Panizza’s New Era

Ghiffa, Lago Maggiore, Italy–In the dusty, monastic halls of her family’s historic Panizza hat factory-turned-museum, Laura Gamba, 33, rummages through frayed, aged files and archives kept by her grandfather Antonio, who died in 1989.

Showing off Panizza’s most celebrated models over the last century – classic fedoras festooned with grosgrain ribbon and iconic Lanvin summer hats – Gamba reminisces about wandering around the factory as a child and recalls how she entertained herself by trying on old country riding hats and the old Scottish military helmets, while her grandfather worked tirelessly, quality controlling by hand swathes of rabbit and beaver felt.
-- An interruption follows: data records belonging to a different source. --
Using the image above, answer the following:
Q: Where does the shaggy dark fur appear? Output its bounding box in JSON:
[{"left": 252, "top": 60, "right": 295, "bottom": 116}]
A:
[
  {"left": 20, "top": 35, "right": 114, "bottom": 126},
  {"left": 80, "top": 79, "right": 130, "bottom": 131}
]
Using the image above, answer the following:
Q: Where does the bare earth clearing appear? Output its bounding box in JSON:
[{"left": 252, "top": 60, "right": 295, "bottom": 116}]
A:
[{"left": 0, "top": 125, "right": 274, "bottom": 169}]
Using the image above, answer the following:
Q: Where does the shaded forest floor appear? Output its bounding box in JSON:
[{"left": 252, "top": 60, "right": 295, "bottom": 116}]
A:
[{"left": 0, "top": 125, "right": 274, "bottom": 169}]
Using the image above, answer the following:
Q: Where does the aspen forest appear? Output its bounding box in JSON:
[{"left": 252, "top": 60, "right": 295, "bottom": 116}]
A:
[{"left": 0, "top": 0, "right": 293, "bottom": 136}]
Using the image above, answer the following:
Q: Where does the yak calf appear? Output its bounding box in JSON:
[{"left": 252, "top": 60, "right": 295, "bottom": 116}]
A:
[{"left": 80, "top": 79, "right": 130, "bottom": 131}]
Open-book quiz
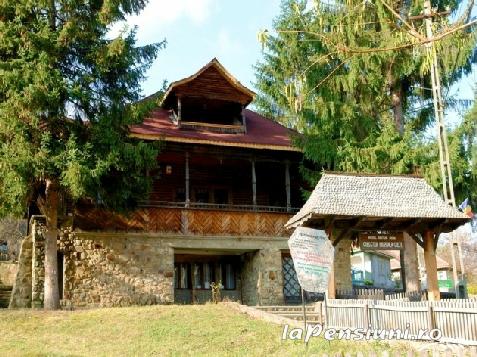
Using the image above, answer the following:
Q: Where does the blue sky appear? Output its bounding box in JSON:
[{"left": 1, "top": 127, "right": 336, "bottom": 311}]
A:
[
  {"left": 109, "top": 0, "right": 477, "bottom": 107},
  {"left": 110, "top": 0, "right": 280, "bottom": 95}
]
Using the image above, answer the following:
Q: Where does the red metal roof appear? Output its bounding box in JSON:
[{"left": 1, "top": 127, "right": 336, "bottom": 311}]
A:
[{"left": 130, "top": 109, "right": 300, "bottom": 151}]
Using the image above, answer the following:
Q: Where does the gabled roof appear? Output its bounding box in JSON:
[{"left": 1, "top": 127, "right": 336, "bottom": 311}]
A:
[
  {"left": 286, "top": 172, "right": 469, "bottom": 231},
  {"left": 161, "top": 58, "right": 255, "bottom": 107},
  {"left": 129, "top": 109, "right": 300, "bottom": 152}
]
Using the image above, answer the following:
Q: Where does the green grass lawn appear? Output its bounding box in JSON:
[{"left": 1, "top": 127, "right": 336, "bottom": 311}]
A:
[{"left": 0, "top": 304, "right": 405, "bottom": 356}]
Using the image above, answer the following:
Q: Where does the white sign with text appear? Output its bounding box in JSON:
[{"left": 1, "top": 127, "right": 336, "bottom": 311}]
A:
[{"left": 288, "top": 227, "right": 334, "bottom": 293}]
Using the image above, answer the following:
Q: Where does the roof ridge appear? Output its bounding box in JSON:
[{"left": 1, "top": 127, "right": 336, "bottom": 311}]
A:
[{"left": 323, "top": 170, "right": 424, "bottom": 179}]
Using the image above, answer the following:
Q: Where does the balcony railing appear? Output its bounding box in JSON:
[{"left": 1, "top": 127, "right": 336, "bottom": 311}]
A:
[
  {"left": 139, "top": 200, "right": 299, "bottom": 213},
  {"left": 74, "top": 202, "right": 293, "bottom": 237}
]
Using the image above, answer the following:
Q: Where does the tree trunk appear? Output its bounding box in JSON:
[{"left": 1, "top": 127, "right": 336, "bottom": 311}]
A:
[
  {"left": 391, "top": 82, "right": 404, "bottom": 135},
  {"left": 43, "top": 180, "right": 60, "bottom": 310}
]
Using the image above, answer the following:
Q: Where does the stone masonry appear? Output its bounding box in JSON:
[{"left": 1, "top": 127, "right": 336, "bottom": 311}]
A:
[
  {"left": 59, "top": 231, "right": 174, "bottom": 307},
  {"left": 31, "top": 216, "right": 46, "bottom": 308},
  {"left": 242, "top": 249, "right": 284, "bottom": 305},
  {"left": 403, "top": 233, "right": 421, "bottom": 291},
  {"left": 9, "top": 235, "right": 32, "bottom": 308},
  {"left": 333, "top": 239, "right": 353, "bottom": 290}
]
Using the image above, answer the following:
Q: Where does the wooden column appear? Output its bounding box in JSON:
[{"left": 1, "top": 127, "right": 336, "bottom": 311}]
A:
[
  {"left": 177, "top": 97, "right": 182, "bottom": 122},
  {"left": 424, "top": 230, "right": 441, "bottom": 301},
  {"left": 285, "top": 161, "right": 291, "bottom": 212},
  {"left": 252, "top": 159, "right": 257, "bottom": 206},
  {"left": 327, "top": 265, "right": 336, "bottom": 299},
  {"left": 399, "top": 249, "right": 406, "bottom": 292},
  {"left": 185, "top": 152, "right": 190, "bottom": 207}
]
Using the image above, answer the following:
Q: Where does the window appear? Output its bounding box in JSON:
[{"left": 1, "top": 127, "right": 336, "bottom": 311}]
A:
[
  {"left": 204, "top": 263, "right": 214, "bottom": 289},
  {"left": 174, "top": 263, "right": 191, "bottom": 289},
  {"left": 176, "top": 188, "right": 185, "bottom": 202},
  {"left": 195, "top": 189, "right": 209, "bottom": 203},
  {"left": 192, "top": 263, "right": 204, "bottom": 289},
  {"left": 222, "top": 263, "right": 235, "bottom": 290},
  {"left": 214, "top": 189, "right": 229, "bottom": 205}
]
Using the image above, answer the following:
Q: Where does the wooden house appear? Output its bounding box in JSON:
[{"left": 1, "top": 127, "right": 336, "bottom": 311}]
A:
[{"left": 10, "top": 59, "right": 303, "bottom": 306}]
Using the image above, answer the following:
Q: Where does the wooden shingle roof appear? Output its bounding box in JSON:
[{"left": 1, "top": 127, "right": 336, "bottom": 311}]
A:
[{"left": 286, "top": 172, "right": 468, "bottom": 234}]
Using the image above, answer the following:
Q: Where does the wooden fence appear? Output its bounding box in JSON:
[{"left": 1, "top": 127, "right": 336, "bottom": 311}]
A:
[
  {"left": 322, "top": 299, "right": 477, "bottom": 346},
  {"left": 336, "top": 288, "right": 427, "bottom": 301}
]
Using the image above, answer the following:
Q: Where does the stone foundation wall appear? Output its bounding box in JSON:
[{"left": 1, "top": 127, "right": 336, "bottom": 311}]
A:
[
  {"left": 10, "top": 235, "right": 32, "bottom": 308},
  {"left": 0, "top": 262, "right": 18, "bottom": 286},
  {"left": 333, "top": 239, "right": 353, "bottom": 290},
  {"left": 59, "top": 232, "right": 174, "bottom": 307},
  {"left": 403, "top": 233, "right": 421, "bottom": 291},
  {"left": 31, "top": 216, "right": 46, "bottom": 308},
  {"left": 242, "top": 249, "right": 284, "bottom": 305}
]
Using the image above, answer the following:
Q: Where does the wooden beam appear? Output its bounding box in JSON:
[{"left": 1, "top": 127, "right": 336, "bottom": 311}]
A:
[
  {"left": 378, "top": 217, "right": 395, "bottom": 230},
  {"left": 424, "top": 229, "right": 441, "bottom": 301},
  {"left": 285, "top": 160, "right": 291, "bottom": 212},
  {"left": 333, "top": 217, "right": 366, "bottom": 247},
  {"left": 402, "top": 218, "right": 422, "bottom": 235},
  {"left": 408, "top": 232, "right": 424, "bottom": 249},
  {"left": 185, "top": 151, "right": 190, "bottom": 207},
  {"left": 252, "top": 159, "right": 257, "bottom": 206},
  {"left": 325, "top": 217, "right": 336, "bottom": 239}
]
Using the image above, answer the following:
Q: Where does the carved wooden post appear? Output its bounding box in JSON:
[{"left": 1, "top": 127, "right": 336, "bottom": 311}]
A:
[
  {"left": 424, "top": 230, "right": 441, "bottom": 301},
  {"left": 252, "top": 159, "right": 257, "bottom": 206},
  {"left": 177, "top": 97, "right": 182, "bottom": 123},
  {"left": 185, "top": 152, "right": 190, "bottom": 207},
  {"left": 285, "top": 161, "right": 291, "bottom": 212}
]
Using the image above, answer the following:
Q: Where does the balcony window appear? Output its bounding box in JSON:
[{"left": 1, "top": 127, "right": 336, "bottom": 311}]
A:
[{"left": 195, "top": 189, "right": 209, "bottom": 203}]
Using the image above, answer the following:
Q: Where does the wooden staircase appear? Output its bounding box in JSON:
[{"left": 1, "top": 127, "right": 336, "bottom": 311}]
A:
[
  {"left": 0, "top": 280, "right": 13, "bottom": 309},
  {"left": 255, "top": 305, "right": 324, "bottom": 325}
]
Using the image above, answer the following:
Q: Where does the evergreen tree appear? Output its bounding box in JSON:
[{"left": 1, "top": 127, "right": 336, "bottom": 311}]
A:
[
  {"left": 0, "top": 0, "right": 165, "bottom": 309},
  {"left": 255, "top": 0, "right": 477, "bottom": 197}
]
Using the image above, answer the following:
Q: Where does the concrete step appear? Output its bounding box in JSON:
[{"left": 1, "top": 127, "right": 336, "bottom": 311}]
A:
[{"left": 256, "top": 305, "right": 315, "bottom": 312}]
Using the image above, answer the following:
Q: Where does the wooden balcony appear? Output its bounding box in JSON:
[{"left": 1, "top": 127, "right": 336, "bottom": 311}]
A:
[{"left": 74, "top": 202, "right": 296, "bottom": 237}]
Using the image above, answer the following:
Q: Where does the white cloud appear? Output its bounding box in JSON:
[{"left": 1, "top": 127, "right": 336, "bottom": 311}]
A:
[
  {"left": 110, "top": 0, "right": 216, "bottom": 42},
  {"left": 217, "top": 29, "right": 243, "bottom": 57}
]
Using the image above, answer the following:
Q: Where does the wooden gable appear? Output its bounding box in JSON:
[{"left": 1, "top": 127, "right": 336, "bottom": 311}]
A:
[{"left": 162, "top": 58, "right": 255, "bottom": 108}]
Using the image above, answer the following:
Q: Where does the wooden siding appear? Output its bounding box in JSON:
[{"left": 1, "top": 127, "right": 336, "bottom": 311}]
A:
[{"left": 74, "top": 207, "right": 291, "bottom": 237}]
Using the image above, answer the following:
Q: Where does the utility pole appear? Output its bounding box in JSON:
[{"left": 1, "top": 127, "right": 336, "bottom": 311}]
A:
[
  {"left": 424, "top": 0, "right": 456, "bottom": 207},
  {"left": 410, "top": 0, "right": 465, "bottom": 298}
]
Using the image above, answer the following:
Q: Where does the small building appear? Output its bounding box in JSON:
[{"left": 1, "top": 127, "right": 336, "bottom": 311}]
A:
[
  {"left": 10, "top": 59, "right": 303, "bottom": 306},
  {"left": 351, "top": 251, "right": 396, "bottom": 289},
  {"left": 286, "top": 172, "right": 469, "bottom": 300}
]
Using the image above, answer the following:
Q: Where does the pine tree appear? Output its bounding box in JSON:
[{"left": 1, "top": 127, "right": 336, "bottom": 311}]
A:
[
  {"left": 0, "top": 0, "right": 165, "bottom": 309},
  {"left": 256, "top": 0, "right": 477, "bottom": 195}
]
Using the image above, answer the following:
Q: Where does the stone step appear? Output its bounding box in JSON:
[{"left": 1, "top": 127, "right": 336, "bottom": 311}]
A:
[
  {"left": 271, "top": 311, "right": 321, "bottom": 317},
  {"left": 256, "top": 305, "right": 315, "bottom": 312}
]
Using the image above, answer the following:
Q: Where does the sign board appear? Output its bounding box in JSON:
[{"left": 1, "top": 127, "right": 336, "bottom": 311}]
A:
[
  {"left": 288, "top": 227, "right": 334, "bottom": 293},
  {"left": 359, "top": 231, "right": 404, "bottom": 252}
]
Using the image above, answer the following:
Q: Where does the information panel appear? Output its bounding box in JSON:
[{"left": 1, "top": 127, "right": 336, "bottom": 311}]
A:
[{"left": 288, "top": 227, "right": 334, "bottom": 293}]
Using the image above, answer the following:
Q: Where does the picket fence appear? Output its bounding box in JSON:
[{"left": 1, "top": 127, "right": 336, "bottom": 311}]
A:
[{"left": 317, "top": 299, "right": 477, "bottom": 346}]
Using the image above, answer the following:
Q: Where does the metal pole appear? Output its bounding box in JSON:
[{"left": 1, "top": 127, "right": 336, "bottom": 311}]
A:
[{"left": 301, "top": 288, "right": 308, "bottom": 346}]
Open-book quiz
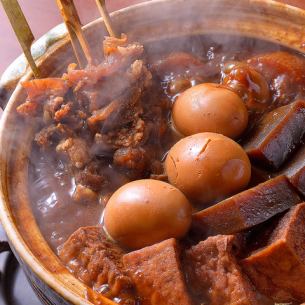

After earning a degree in law and economics, Gamba has also dabbled in theater and the art business. It was hard to believe that she would one day become CEO and co-owner of the company her great-grandfather Natale helped start in 1879. She is currently engrossed in the daunting task of propelling the family business into the 21st century.

“If we were selling jeans, I wouldn’t be worried, but I have to ask myself if people will continue to think hats complete a look like a bag does. It’s really up and down,” Gamba, dressed in colorful golfer pants and iridescent Ray Bans said from the driver seat of her car, somewhere between Milan and Italy’s majestic lake region.

The old factory is now a museum called Museo dell’Arte del Cappello and sits on the edge of Lago Maggiore, in a town called Ghiffa, where Gamba’s grandfather was born and she spent summers as a child.

In the early 1900’s, the region was dominated by the hat and cotton industry. At the height of Panizza’s business in the late 1950’s, Panizza produced around 230,000 hats per year and employed over 200 people. In the Gamba family’s financial heyday, they even accrued enough financial power to help start a local bank which was eventually sold to Banca Antonveneta.

But greased up rock and rollers like Elvis Presley and the hippie days of the 60’s influenced men and women worldwide and changed the hat industry forever. In the latter part of the 20th century, the hat became an accessory popular mainly among British aristocrats and spectators of rare sporting events like the Kentucky Derby and/or for eccentric fashionistas like Anna Piaggi.

During this time, the Gamba clan lost interest in the business and it was running on auto-pilot, explained Gamba. But after about a 20-year “dormant” period, Gamba’s own passion for hats was awoken and she decided to re-popularize the fedoras and panamas made iconic by her grandfather.

“It was a lot like doing my own start up,” she explained, adding that reviving the company involved everything from coming up with an international marketing strategy to making a website.

Back in the lake region, Gamba talks about the challenges that lie ahead: making a profit and attracting customers in key foreign markets.

Gamba took the helm in 2010 and has her own team of dedicated designers and marketing experts. The factory that produces Panizza’s hats crafts around 35,000 to 40,000 hats per year — a far cry from the 230,000 per year her grandfather produced in 1959. Nevertheless, she has attracted new clients in Russia and in upscale Parisian stores like Printemps.

Panizza hats now range from EUR80 to EUR185 for their fine 100 percent beaver felt hats.

Gamba said her fur felt hats are designed to resist the test of time, and are made with only the best merino wool, beaver and rabbit furs.

“There is really no one [industrial competitors] who can match our level of quality. Panizza comes the closest to matching how people made hats in the 1950’s,” Gamba said. “We are constantly trying to improve our design, in-line with what is on the runway.”

Looking ahead, Gamba said her goal is to open a Panizza mono brand store in two years.

Like the little girl that once wandered the clamorous halls of the Panizza factory, she slaps on an old Lanvin sun hat from the 80’s once worn by her mother, and ambles by an dusty oil painting of her great-grandfather nailed to the aged brick walls of the museum.

“Like my grandfather always used to say, I have a head for hats.”